Nokia profitiert von Boom im mobilen Internet

Nokia profitiert von Boom im mobilen Internet

Handys drückten Nokia auf den Gewinn bis man die Sparte an Microsoft im Jahr 2013 und sich nur noch auf Funktechnologie fokussiert hat. Nun profitiert der finnische Konzern nach der Verschlankung seines Protfolios.

Espoo. Netzwerkausrüstung hat für Nokia einen goldenen Boden. Im vergangenen Quartal haben die Finnen, die über ein Jahrzehnt Weltmarktführer bei Handys waren, von der starken Nachfrage nach schnellen Mobilfunknetzen profitiert. Der Umsatz zog im Jahresvergleich um 9 Prozent auf 3,8 Mrd. Euro an, wie der finnische Konzern am Donnerstag mitteilte. Dabei verwies Nokia vor allem auf ein robustes Geschäft in Nordamerika.

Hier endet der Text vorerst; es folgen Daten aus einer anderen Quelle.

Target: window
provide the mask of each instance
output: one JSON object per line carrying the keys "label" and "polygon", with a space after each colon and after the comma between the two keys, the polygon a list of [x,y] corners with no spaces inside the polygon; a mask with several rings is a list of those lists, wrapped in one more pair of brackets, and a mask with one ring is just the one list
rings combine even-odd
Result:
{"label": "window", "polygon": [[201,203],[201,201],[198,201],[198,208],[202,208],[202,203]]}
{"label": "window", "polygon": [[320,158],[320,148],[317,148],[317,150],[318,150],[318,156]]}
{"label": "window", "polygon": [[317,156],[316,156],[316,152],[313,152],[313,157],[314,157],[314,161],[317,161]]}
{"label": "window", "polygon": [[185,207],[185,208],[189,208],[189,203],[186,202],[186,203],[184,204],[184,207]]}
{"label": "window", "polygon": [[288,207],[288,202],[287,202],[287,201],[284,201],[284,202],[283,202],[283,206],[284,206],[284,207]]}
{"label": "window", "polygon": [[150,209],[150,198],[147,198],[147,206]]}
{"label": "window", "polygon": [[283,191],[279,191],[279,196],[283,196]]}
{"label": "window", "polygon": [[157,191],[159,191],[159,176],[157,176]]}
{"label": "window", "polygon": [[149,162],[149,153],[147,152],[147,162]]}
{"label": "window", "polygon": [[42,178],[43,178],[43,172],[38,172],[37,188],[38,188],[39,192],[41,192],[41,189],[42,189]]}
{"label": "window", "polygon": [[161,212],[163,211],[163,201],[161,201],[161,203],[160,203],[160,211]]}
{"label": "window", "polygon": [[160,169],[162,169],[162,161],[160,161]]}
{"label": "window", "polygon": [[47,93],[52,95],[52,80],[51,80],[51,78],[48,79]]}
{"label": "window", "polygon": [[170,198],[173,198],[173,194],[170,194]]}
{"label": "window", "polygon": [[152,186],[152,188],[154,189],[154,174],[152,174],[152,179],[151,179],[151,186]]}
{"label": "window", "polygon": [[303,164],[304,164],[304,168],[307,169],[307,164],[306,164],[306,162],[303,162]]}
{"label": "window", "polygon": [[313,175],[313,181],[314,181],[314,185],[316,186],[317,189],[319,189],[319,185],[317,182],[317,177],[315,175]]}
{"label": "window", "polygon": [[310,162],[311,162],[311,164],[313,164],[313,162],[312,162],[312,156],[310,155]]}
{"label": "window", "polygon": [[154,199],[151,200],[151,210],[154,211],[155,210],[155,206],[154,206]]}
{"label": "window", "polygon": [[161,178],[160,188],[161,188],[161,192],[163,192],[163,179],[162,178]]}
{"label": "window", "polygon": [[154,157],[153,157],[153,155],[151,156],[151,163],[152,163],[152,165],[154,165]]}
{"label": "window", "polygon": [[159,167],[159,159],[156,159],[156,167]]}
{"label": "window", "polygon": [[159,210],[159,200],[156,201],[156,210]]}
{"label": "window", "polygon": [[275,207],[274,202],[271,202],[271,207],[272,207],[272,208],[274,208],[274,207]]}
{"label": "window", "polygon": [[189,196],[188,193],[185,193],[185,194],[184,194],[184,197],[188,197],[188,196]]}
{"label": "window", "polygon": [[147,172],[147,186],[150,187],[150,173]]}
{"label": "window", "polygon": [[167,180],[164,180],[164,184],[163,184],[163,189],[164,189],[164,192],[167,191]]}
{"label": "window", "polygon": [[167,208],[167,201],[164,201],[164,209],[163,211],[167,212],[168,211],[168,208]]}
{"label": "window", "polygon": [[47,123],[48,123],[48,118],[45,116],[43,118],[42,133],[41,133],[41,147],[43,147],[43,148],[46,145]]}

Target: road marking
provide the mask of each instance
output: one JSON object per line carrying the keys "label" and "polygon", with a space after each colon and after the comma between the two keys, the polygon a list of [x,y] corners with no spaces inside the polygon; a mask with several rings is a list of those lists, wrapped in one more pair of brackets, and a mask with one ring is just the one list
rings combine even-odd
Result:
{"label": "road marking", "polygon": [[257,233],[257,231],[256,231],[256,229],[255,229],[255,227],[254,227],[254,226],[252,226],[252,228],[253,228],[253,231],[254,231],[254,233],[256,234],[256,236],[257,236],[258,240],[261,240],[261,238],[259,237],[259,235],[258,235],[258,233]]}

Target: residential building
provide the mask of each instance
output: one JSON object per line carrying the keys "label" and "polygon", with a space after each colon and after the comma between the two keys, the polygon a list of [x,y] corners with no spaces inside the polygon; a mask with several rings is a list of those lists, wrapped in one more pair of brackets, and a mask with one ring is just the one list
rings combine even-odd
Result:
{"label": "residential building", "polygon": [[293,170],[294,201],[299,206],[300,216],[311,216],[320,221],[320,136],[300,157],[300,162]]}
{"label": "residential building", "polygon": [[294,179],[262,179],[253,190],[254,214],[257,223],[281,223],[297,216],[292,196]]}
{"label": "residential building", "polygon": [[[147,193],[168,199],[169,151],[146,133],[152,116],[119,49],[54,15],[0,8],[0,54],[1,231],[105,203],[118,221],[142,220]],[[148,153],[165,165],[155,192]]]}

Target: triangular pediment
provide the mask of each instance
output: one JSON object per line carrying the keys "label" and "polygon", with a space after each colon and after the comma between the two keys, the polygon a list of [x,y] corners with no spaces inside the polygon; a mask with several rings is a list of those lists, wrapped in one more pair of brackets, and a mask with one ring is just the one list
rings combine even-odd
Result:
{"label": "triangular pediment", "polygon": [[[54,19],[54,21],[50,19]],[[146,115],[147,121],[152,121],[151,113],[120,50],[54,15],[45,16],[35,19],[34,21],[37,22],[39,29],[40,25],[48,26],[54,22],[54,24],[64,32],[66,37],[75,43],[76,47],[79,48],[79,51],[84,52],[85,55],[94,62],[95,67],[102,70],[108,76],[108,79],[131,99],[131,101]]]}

Der Gewinn sprang um fast 80 Prozent auf 327 Mio. Euro hoch. Nokia hatte im Jahr 2014 die verlustreiche Mobilfunk-Sparte an Microsoft verkauft, nachdem der Deal schon Jahre davor auf Schiene gebracht wurde - unter anderem mit einer engen Kooperation und davor mit der einer wichtigen personellen Besetzung. Im September 2010 wurde der damalige Ex-Microsoft-.Manager Stephen Elop als neuer CEO von Nokia eingesetzt. Danach hatte der erste Nicht-Finne im Rang des CEO den finnischen Konzern an Microsoft angenähert, was der Führungsriege davor nicht im Traum einfallen wollte. Nach dem Verkauf der Handysparte an Microsoft im Jahr 2014 setzt Nokia vor allem auf Netzwerktechnik und zu geringen Teilen mit Kartendiensten.

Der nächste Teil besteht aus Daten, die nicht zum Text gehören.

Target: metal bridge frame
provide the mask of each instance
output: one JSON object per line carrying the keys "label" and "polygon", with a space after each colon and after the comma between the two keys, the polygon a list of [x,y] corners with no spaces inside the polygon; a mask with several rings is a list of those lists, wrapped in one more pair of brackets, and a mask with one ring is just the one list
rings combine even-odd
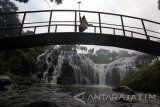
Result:
{"label": "metal bridge frame", "polygon": [[[41,12],[49,12],[50,13],[48,21],[25,23],[25,19],[26,19],[27,14],[30,14],[30,13],[34,14],[34,13],[41,13]],[[74,13],[74,20],[73,21],[52,21],[52,19],[53,19],[52,15],[53,15],[54,12],[73,12]],[[56,34],[58,26],[73,26],[74,27],[74,31],[72,33],[77,34],[78,33],[77,27],[79,26],[79,20],[77,20],[79,18],[77,16],[78,16],[79,12],[85,12],[86,14],[87,13],[94,13],[94,14],[98,15],[98,22],[88,22],[88,23],[91,23],[91,24],[96,24],[96,26],[95,25],[94,26],[89,26],[89,27],[93,27],[94,28],[94,33],[92,33],[92,34],[103,35],[105,33],[103,33],[102,29],[105,28],[105,29],[113,30],[113,34],[112,35],[116,35],[117,36],[118,34],[116,34],[116,31],[122,31],[123,35],[118,35],[118,36],[124,36],[124,37],[128,38],[128,36],[126,35],[126,32],[129,32],[131,34],[130,38],[132,38],[132,39],[133,38],[137,39],[137,38],[134,37],[134,34],[138,34],[138,35],[144,36],[145,37],[144,40],[147,40],[147,41],[150,41],[150,42],[154,42],[156,44],[160,44],[158,42],[160,40],[160,37],[156,37],[154,35],[149,35],[148,34],[149,32],[151,32],[151,33],[155,33],[157,35],[158,34],[160,35],[160,32],[153,31],[153,30],[148,30],[148,29],[146,29],[146,25],[145,25],[145,22],[149,22],[149,23],[160,25],[159,22],[155,22],[155,21],[151,21],[151,20],[147,20],[147,19],[143,19],[143,18],[138,18],[138,17],[127,16],[127,15],[120,15],[120,14],[113,14],[113,13],[106,13],[106,12],[96,12],[96,11],[85,11],[85,10],[81,10],[81,11],[79,11],[79,10],[42,10],[42,11],[24,11],[24,12],[0,13],[0,16],[23,14],[23,17],[22,17],[22,20],[21,20],[20,24],[0,25],[0,32],[1,31],[7,31],[7,30],[11,30],[11,31],[18,30],[19,33],[17,35],[13,35],[11,37],[22,37],[22,36],[24,36],[22,31],[25,28],[34,28],[33,35],[39,35],[39,34],[36,34],[36,29],[39,28],[39,27],[48,27],[47,34],[49,34],[49,33],[55,33]],[[102,23],[102,20],[101,20],[102,15],[118,16],[120,18],[121,24],[118,25],[118,24]],[[141,21],[142,28],[133,27],[133,26],[125,26],[124,18],[131,18],[131,19],[136,19],[136,20]],[[53,22],[56,22],[56,23],[52,24]],[[64,24],[66,22],[68,22],[68,23],[72,22],[72,24]],[[31,25],[31,24],[35,24],[35,26],[24,27],[24,25]],[[36,25],[36,24],[44,24],[44,25]],[[106,27],[105,25],[118,26],[120,28]],[[52,26],[55,26],[55,31],[54,32],[50,32]],[[97,28],[99,29],[98,33],[96,32]],[[126,28],[139,29],[139,30],[142,30],[144,33],[137,32],[137,31],[134,31],[134,30],[127,30]],[[63,35],[65,35],[64,32],[58,32],[58,33],[62,33]],[[69,33],[69,32],[66,32],[66,33]],[[91,35],[91,33],[89,33],[89,35]],[[25,35],[25,36],[28,36],[28,35]],[[11,38],[11,37],[0,37],[0,39],[1,40],[6,40],[6,38],[8,39],[8,38]],[[152,41],[151,38],[157,39],[157,41]],[[141,38],[139,38],[139,39],[141,39]],[[156,45],[156,46],[158,46],[158,45]],[[149,51],[147,51],[147,52],[149,52]],[[160,52],[157,55],[160,56]]]}
{"label": "metal bridge frame", "polygon": [[[41,13],[41,12],[49,12],[50,13],[50,17],[49,20],[46,22],[32,22],[32,23],[25,23],[25,19],[26,19],[26,15],[28,13]],[[74,21],[52,21],[52,13],[53,12],[74,12],[75,13],[75,18]],[[48,27],[48,33],[50,33],[50,29],[51,26],[55,26],[55,33],[57,32],[57,27],[58,26],[74,26],[74,32],[77,32],[77,26],[79,26],[77,23],[79,22],[77,20],[77,13],[79,12],[79,10],[43,10],[43,11],[24,11],[24,12],[12,12],[12,13],[0,13],[0,15],[9,15],[9,14],[23,14],[23,18],[22,18],[22,22],[21,24],[10,24],[12,26],[16,26],[18,25],[19,27],[7,27],[7,28],[3,28],[3,26],[5,25],[0,25],[0,31],[1,30],[9,30],[9,29],[19,29],[19,35],[14,35],[14,36],[21,36],[22,35],[22,30],[24,28],[34,28],[34,33],[36,32],[36,28],[38,27]],[[113,35],[115,35],[115,31],[116,30],[121,30],[123,31],[123,36],[126,36],[126,32],[130,32],[131,33],[131,37],[134,37],[134,34],[140,34],[146,37],[147,40],[150,40],[150,38],[156,38],[156,39],[160,39],[160,37],[155,37],[155,36],[151,36],[148,35],[147,32],[153,32],[153,33],[157,33],[160,34],[160,32],[156,32],[156,31],[152,31],[152,30],[147,30],[145,27],[145,22],[150,22],[150,23],[154,23],[154,24],[158,24],[160,25],[159,22],[155,22],[155,21],[151,21],[151,20],[147,20],[147,19],[142,19],[142,18],[138,18],[138,17],[132,17],[132,16],[127,16],[127,15],[120,15],[120,14],[113,14],[113,13],[105,13],[105,12],[96,12],[96,11],[84,11],[81,10],[80,12],[85,12],[85,13],[94,13],[98,15],[98,20],[99,22],[89,22],[92,24],[98,24],[99,26],[90,26],[90,27],[94,27],[94,33],[96,33],[96,28],[99,28],[100,34],[102,34],[102,28],[106,28],[106,29],[112,29],[113,30]],[[112,15],[112,16],[119,16],[120,20],[121,20],[121,25],[118,24],[108,24],[108,23],[101,23],[101,15]],[[124,18],[131,18],[131,19],[138,19],[141,21],[143,28],[138,28],[138,27],[131,27],[131,26],[125,26],[124,25]],[[74,24],[51,24],[52,22],[74,22]],[[41,25],[41,26],[28,26],[28,27],[24,27],[24,24],[38,24],[38,23],[48,23],[45,25]],[[121,26],[122,28],[113,28],[113,27],[105,27],[103,25],[113,25],[113,26]],[[9,26],[9,25],[7,25]],[[141,29],[144,30],[144,33],[139,33],[136,31],[131,31],[131,30],[126,30],[125,28],[134,28],[134,29]]]}

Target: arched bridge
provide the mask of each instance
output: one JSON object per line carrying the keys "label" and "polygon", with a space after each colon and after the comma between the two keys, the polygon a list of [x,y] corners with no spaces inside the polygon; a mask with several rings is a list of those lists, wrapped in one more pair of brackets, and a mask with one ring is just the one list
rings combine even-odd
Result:
{"label": "arched bridge", "polygon": [[[78,30],[79,12],[93,24],[83,33]],[[13,17],[19,17],[20,21],[12,21]],[[78,10],[0,13],[0,18],[0,51],[55,44],[87,44],[160,56],[160,23],[147,19]]]}

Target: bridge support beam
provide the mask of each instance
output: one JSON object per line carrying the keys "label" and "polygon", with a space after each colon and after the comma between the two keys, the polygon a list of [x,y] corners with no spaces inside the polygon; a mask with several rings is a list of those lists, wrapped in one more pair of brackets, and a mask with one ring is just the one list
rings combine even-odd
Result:
{"label": "bridge support beam", "polygon": [[[99,38],[99,36],[101,37]],[[111,34],[78,32],[44,33],[0,38],[0,51],[61,44],[113,46],[160,56],[159,42],[132,37],[124,37],[120,35],[113,36]]]}
{"label": "bridge support beam", "polygon": [[145,35],[146,35],[146,38],[147,38],[147,40],[150,40],[150,38],[149,38],[149,36],[148,36],[148,34],[147,34],[146,27],[145,27],[145,24],[144,24],[143,19],[141,19],[141,22],[142,22],[142,25],[143,25],[143,29],[144,29],[144,33],[145,33]]}

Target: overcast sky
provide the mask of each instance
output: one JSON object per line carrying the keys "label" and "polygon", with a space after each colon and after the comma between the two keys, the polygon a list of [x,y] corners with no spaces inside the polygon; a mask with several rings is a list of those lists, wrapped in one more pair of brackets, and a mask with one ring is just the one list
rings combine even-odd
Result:
{"label": "overcast sky", "polygon": [[[13,1],[13,0],[11,0]],[[79,0],[64,0],[61,5],[50,3],[50,0],[29,0],[27,4],[15,2],[19,11],[52,10],[52,9],[76,9]],[[157,7],[158,0],[80,0],[81,9],[117,13],[129,16],[145,18],[160,22],[160,10]],[[157,28],[159,29],[159,28]],[[158,30],[159,31],[159,30]],[[94,47],[96,49],[100,47]],[[101,47],[105,48],[105,47]],[[116,48],[111,48],[116,49]]]}

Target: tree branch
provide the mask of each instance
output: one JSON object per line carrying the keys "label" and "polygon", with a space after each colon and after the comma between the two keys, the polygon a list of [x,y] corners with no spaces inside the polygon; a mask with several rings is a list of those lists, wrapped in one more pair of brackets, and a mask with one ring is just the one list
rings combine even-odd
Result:
{"label": "tree branch", "polygon": [[[29,0],[15,0],[19,1],[20,3],[27,3]],[[63,0],[50,0],[50,2],[55,2],[56,4],[62,4]]]}

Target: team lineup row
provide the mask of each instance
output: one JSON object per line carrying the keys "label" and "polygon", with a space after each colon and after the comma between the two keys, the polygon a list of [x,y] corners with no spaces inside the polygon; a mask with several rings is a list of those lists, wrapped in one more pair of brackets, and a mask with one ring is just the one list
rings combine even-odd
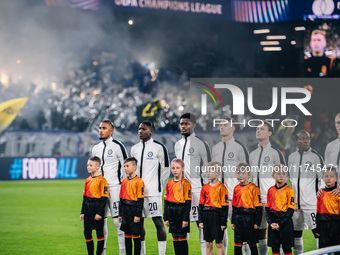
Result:
{"label": "team lineup row", "polygon": [[[208,144],[195,135],[195,116],[186,113],[180,118],[180,129],[183,137],[175,144],[175,154],[176,158],[182,159],[184,162],[184,178],[191,186],[190,221],[197,222],[197,225],[199,225],[200,192],[202,186],[206,184],[207,176],[205,173],[194,171],[192,169],[193,167],[206,166],[211,160],[220,162],[222,166],[236,167],[240,163],[249,163],[250,166],[258,166],[258,171],[252,173],[252,180],[260,190],[260,198],[263,205],[266,205],[268,190],[275,185],[275,180],[271,177],[271,173],[268,175],[267,171],[263,171],[263,169],[269,165],[286,165],[281,152],[273,148],[270,144],[269,138],[273,133],[273,128],[270,123],[265,122],[264,125],[256,128],[256,138],[259,146],[251,152],[250,155],[248,155],[247,149],[234,139],[233,133],[235,128],[234,126],[228,125],[228,123],[220,125],[222,140],[212,148],[212,152],[210,153]],[[340,114],[335,118],[335,126],[340,137]],[[162,190],[169,178],[170,162],[165,146],[152,139],[153,132],[153,123],[143,121],[139,125],[138,130],[141,141],[131,148],[130,155],[137,159],[136,173],[145,184],[143,216],[153,219],[157,228],[158,253],[165,254],[166,231],[162,219]],[[101,172],[106,178],[109,188],[109,202],[106,216],[111,215],[113,218],[118,232],[119,252],[120,254],[124,254],[124,232],[120,230],[121,223],[118,221],[118,215],[119,192],[124,175],[122,167],[124,165],[124,159],[127,158],[127,152],[119,141],[112,139],[112,134],[112,123],[109,120],[101,122],[99,136],[102,142],[94,146],[92,154],[101,159]],[[322,157],[310,148],[310,135],[307,131],[298,131],[295,135],[295,142],[298,150],[289,155],[287,166],[303,166],[303,168],[307,170],[317,164],[324,165]],[[339,138],[327,145],[325,159],[327,164],[339,165]],[[317,237],[317,233],[315,232],[317,190],[325,185],[321,183],[321,175],[321,172],[315,171],[297,171],[290,175],[296,201],[296,210],[293,214],[295,254],[302,253],[303,251],[302,230],[305,228],[305,224],[314,230],[313,233],[315,237]],[[223,171],[219,178],[228,191],[228,202],[231,205],[234,188],[239,184],[239,181],[236,178],[235,172],[230,171]],[[339,187],[335,188],[332,194],[337,195],[339,191]],[[229,209],[229,211],[231,211],[231,209]],[[231,213],[229,213],[229,217],[230,215]],[[106,222],[106,220],[107,218],[105,217],[104,221]],[[106,223],[104,224],[104,233],[107,232],[105,226]],[[260,254],[268,253],[266,228],[267,221],[265,213],[263,213],[258,231]],[[228,243],[226,232],[227,231],[224,231],[223,238],[225,253],[227,252],[226,245]],[[202,254],[206,254],[206,242],[204,240],[203,229],[200,229],[199,233],[201,252]],[[141,254],[146,254],[145,242],[143,241],[144,235],[145,231],[143,229],[141,233]],[[104,245],[104,254],[105,246],[106,245]],[[248,253],[249,250],[246,249],[244,252]]]}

Das Netzwerk-Geschäft macht fast 90 Prozent der Erlöse aus. Der Umsatz des Segments dürfte in diesem Jahr über die Vorjahresmarke steigen. 2014 Jahr war er trotz der Erholung zum Jahresende noch leicht gesunken. Im Gesamtkonzern blieben die Erlöse 2014 mit 12,7 Mrd. Euro auf vergleichbarer Basis stabil.

Zuckerl für Aktionäre

Die Aktionäre von Nokia, die lange Jahre eine regelrechte Achterbahnfahrt erlebten, was auch den Börsenkurs anbetrifft, können sich heuer wieder auf eine Dividende freuen. 14 Cent sollne pro Anteilsschein bezahlt werden. Analysten hatten bis vor kurzem noch 16 Cent auf iherm Zettel stehen. Die Börse konnte Nokia aber nicht überzeugen. Der Kurs der Nokia-Aktie hat am Donnerstag um fast fünf Prozent verloren.

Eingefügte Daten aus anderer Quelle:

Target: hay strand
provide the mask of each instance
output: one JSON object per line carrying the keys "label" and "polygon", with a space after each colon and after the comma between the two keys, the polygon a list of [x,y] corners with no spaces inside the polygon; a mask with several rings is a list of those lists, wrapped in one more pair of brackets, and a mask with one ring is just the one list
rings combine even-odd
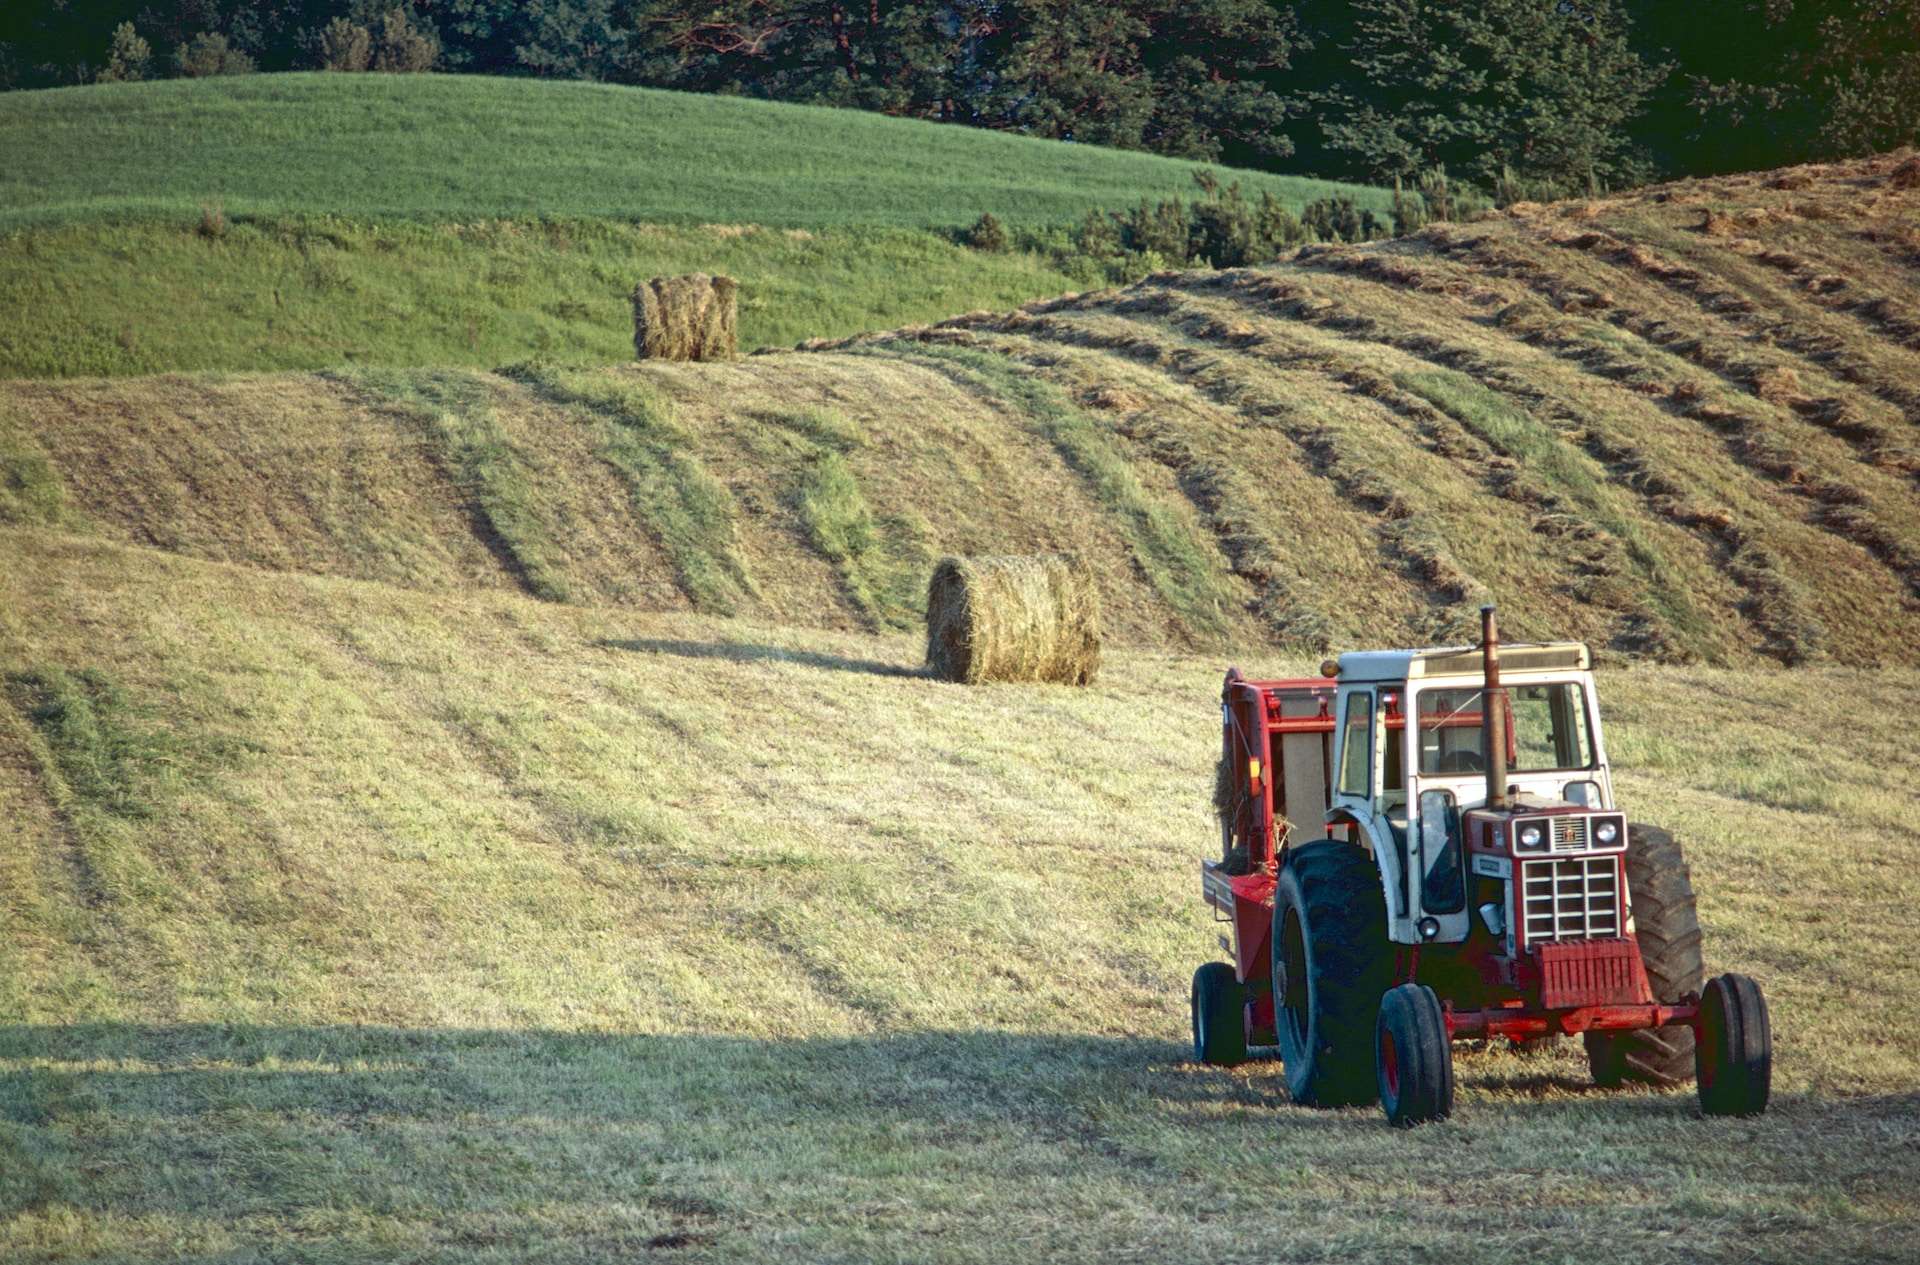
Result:
{"label": "hay strand", "polygon": [[927,586],[927,668],[967,685],[1085,685],[1100,668],[1100,590],[1063,554],[946,558]]}
{"label": "hay strand", "polygon": [[633,354],[641,360],[731,360],[740,350],[740,285],[692,272],[633,288]]}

Weniger als im Vorjahr. Aber dort wurde noch eine Sonderdividende ausgeschüttet. Die Aktionäre bekamen ein Zusatzzuckerl, was mit dem Verkauf der Handysparte an Microsoft begründet wurde. Neben 11 Cent normaler Ausschüttung gab es die einmalige Sonderdividende von 26 Cent.

Microsoft hatte die Handysparte von Nokia im Jahr 2014 für 5,44 Mrd. Dollar (4,02 Mrd. Euro) gekauft. Für den Ex-Microsoft-Manager, dann CEO von Nokia und dann wieder Microsoft-Manager Elop, hatte sich der Deal rentiert: Er bekam eine Abfindung von 25,4 Mio. Dollar (rund 18,8 Mio. Euro) - nachdem er Nokia verscherbelt hatte und 12.500 von 25.000 Nokia-Mitabreiter gefeuert hatte. Unter der Leitung von Elop hatte Nokia die Verluste ausgeweitet. Im Jahr 2011 erzielte der einstige Handy-Weltmarktführer rund 1,2 Mrd. Euro Verlust, im Jahr 2012 waren es schon 3,1 Mrd. und in den ersten neun Monaten dieses Jahres waren weitere 590 Mio. Euro Verlust aufgelaufen, obwohl das Unternehmen mit der Einführung neuer Smartphone-Modelle mit Microsoft-Betriebssystem die "schwarze Null" anvisiert hatte.